Liebe Hilde,
ich kann deine Angst, wenn dein Mann allein mit dem Auto fahren will, sehr gut verstehen - ich erinnere mich noch gut, welche Angst ich hatte, als meine Schwester - Schmetterlingsglioblastom mit Krampfanfällen - allein schwimmen gehen wollte. Und wie wütend sie war, wenn man in ihrer Nähe bleiben wollte oder sie dauernd beobachtet hat - aus Angst vor einem Krampfanfall. Ich verstehe auch ihre Wut bzw. die Wut deines Mannes, denn es ist schrecklich, wenn man dauern beobachtet wird und man will doch nur so leben wie früher. Bei meiner Schwester denke ich, es war gut, dass sie getan hat was sie wollte. Auch wenn es für uns schwer war, das auszuhalten. Das war unser Problem, und ihr Problem war sicher größer. Aber eine richtige Lösung gibt es nicht, weil die Situation einer solchen Krankheit schon so falsch ist. Ich kenne den Trotz und die Wut auch von meiner Schwester - meiner Meinung nach einerseits ein Zeichen der Wesensveränderung durch den Tumor, andererseits eine völlig normale Reaktion auf eine Situation, die einen wütend machen muss. Auch wenn die Wut natürlich die Falschen trifft.
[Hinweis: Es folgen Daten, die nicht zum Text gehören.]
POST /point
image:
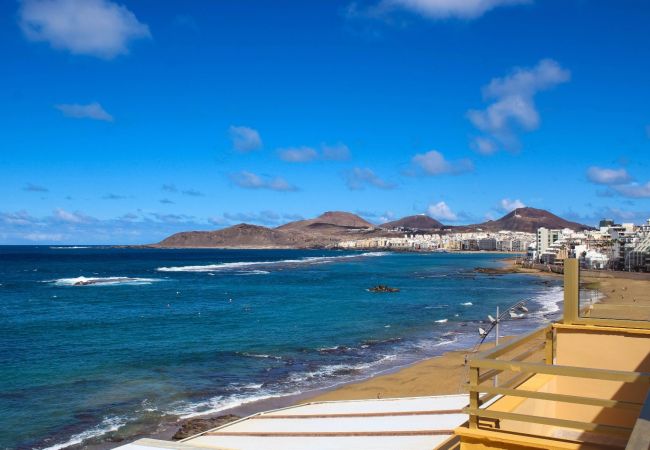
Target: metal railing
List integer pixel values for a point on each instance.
(487, 365)
(534, 355)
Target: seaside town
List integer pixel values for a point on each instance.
(611, 246)
(325, 225)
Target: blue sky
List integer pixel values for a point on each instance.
(124, 121)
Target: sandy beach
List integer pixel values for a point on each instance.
(447, 373)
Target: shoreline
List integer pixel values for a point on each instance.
(434, 375)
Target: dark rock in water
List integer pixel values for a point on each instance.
(495, 271)
(383, 288)
(199, 425)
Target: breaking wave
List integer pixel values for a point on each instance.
(107, 425)
(102, 281)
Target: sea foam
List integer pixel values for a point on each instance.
(253, 264)
(102, 281)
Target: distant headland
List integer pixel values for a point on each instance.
(337, 229)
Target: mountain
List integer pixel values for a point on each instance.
(330, 218)
(326, 230)
(527, 220)
(332, 227)
(237, 236)
(418, 222)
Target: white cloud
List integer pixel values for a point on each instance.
(634, 190)
(442, 211)
(336, 152)
(17, 218)
(434, 163)
(359, 178)
(245, 139)
(485, 146)
(513, 107)
(86, 27)
(430, 9)
(508, 205)
(30, 187)
(601, 175)
(298, 154)
(250, 180)
(70, 217)
(90, 111)
(444, 9)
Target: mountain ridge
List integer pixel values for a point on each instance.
(332, 227)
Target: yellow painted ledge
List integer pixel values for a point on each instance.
(477, 439)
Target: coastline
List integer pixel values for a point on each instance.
(437, 375)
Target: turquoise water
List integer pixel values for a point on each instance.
(164, 334)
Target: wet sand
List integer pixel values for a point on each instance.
(447, 373)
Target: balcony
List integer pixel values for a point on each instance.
(579, 384)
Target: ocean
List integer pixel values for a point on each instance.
(105, 344)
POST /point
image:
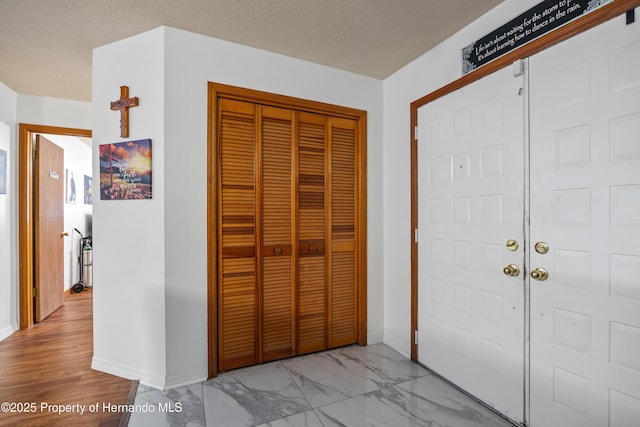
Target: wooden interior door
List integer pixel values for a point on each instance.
(288, 268)
(49, 227)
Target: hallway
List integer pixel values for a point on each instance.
(50, 364)
(351, 386)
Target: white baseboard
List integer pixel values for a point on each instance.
(183, 380)
(8, 331)
(398, 343)
(146, 378)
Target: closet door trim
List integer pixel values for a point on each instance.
(217, 91)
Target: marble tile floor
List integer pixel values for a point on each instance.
(351, 386)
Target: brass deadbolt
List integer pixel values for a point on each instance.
(540, 274)
(511, 270)
(512, 245)
(541, 247)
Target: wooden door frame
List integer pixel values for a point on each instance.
(26, 194)
(217, 91)
(599, 16)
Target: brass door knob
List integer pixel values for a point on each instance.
(511, 270)
(540, 274)
(541, 247)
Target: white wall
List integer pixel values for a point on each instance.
(159, 297)
(41, 110)
(436, 68)
(77, 157)
(8, 292)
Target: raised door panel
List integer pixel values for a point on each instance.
(312, 283)
(237, 280)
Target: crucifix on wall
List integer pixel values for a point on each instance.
(123, 104)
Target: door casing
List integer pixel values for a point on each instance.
(26, 194)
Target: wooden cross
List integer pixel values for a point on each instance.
(123, 104)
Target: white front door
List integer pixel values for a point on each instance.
(585, 205)
(471, 202)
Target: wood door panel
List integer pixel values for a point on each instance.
(277, 212)
(343, 299)
(49, 225)
(277, 304)
(238, 287)
(238, 318)
(312, 303)
(287, 208)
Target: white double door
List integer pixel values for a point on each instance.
(540, 172)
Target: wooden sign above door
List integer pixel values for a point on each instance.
(541, 19)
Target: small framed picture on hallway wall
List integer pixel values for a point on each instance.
(125, 170)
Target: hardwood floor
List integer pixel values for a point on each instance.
(50, 364)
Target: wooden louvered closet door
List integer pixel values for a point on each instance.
(287, 228)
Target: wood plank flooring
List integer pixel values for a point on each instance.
(51, 364)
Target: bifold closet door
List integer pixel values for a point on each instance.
(287, 276)
(327, 247)
(238, 292)
(277, 215)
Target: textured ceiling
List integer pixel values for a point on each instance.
(46, 45)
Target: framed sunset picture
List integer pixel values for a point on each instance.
(125, 170)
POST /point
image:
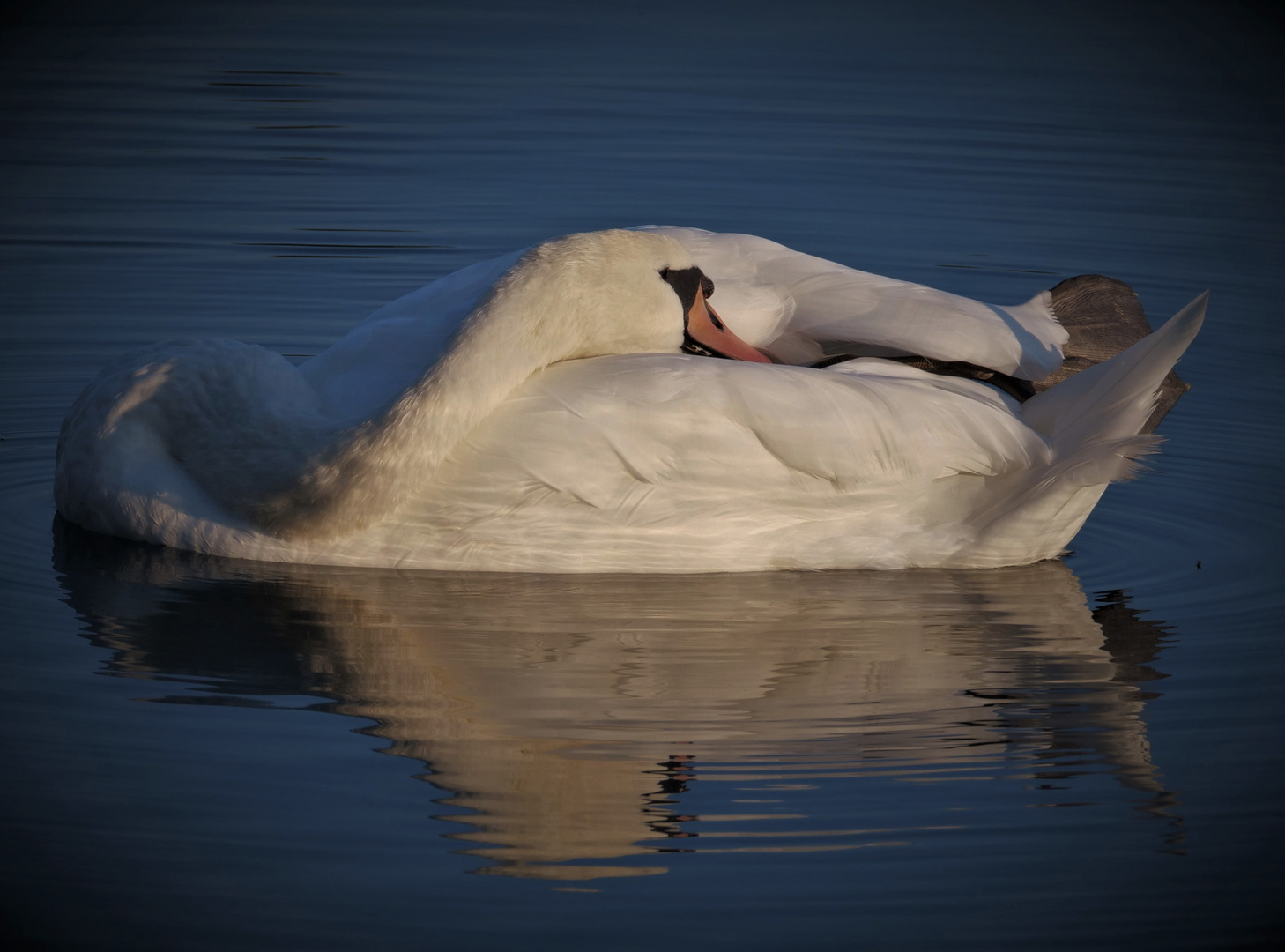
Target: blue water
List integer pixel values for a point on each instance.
(1077, 755)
Ich habe jetzt nicht verfolgt, warum dein Mann kein Cortison nehmen will. Meine Schwester wurde in der Habichtswaldklinik in Göttingen mit Weihrauch substituiert - das war glaube ich im Frühjahr 2002. Vor Cortison war sie eine normale 39er Größe-Frau von Ende 20, mit Cortison auf aufgeschwemmtes Monster, dem die Leute - je nach Charakter - kichernd, lästernd, tuschelnd hinterher guckten, dem die Haut zerriss und das sich auch nicht mehr richtig bewegen konnte. Und auch wenn Martina ein Mensch war, der nie besonders viel Wert auf Äußerlichkeiten gelegt hat, in dieser körperlichen Verfassung ist es sehr schwer, sein Leben zu genießen, was bei Krebs eine der wichtigsten Therapien ist und einem bei der Diagnose Glioblastom ja auch gerne von den Ärzten für die letzen Monate geraten wird (HarrHarr). Bei Martina waren es übrigens 4 1/2 Jahre, ohne OP (Diagnose in Bonn, inoparabel), ohne Chemo, ohne Bestrahlung. Sie hat alles aus dem Bauch heraus entschieden. Zwar ist sie im November 2005 gestorben, trotzdem glaube ich immer und für jeden, dass ein Wunder möglich ist. Sie war auch schon ein kleines Wunder. Bloß hatte sie dann keine Kraft mehr. Auf jeden Fall hat sie das Weihrauch gut vertragen - ich weiß allerdings von ihrer behandelnden Ärztin, dass es da oft Probleme mit dem Magen gibt und sie echt Glück hatte, denke aber, Cortison ist auch nicht problemlos. Auffällig war bei den Kontroll-MRT's durchgehend die geringe Ödembildung. Natürlich musste sie Weihrauch selbst bezahlen, das war aber nicht all zu teuer.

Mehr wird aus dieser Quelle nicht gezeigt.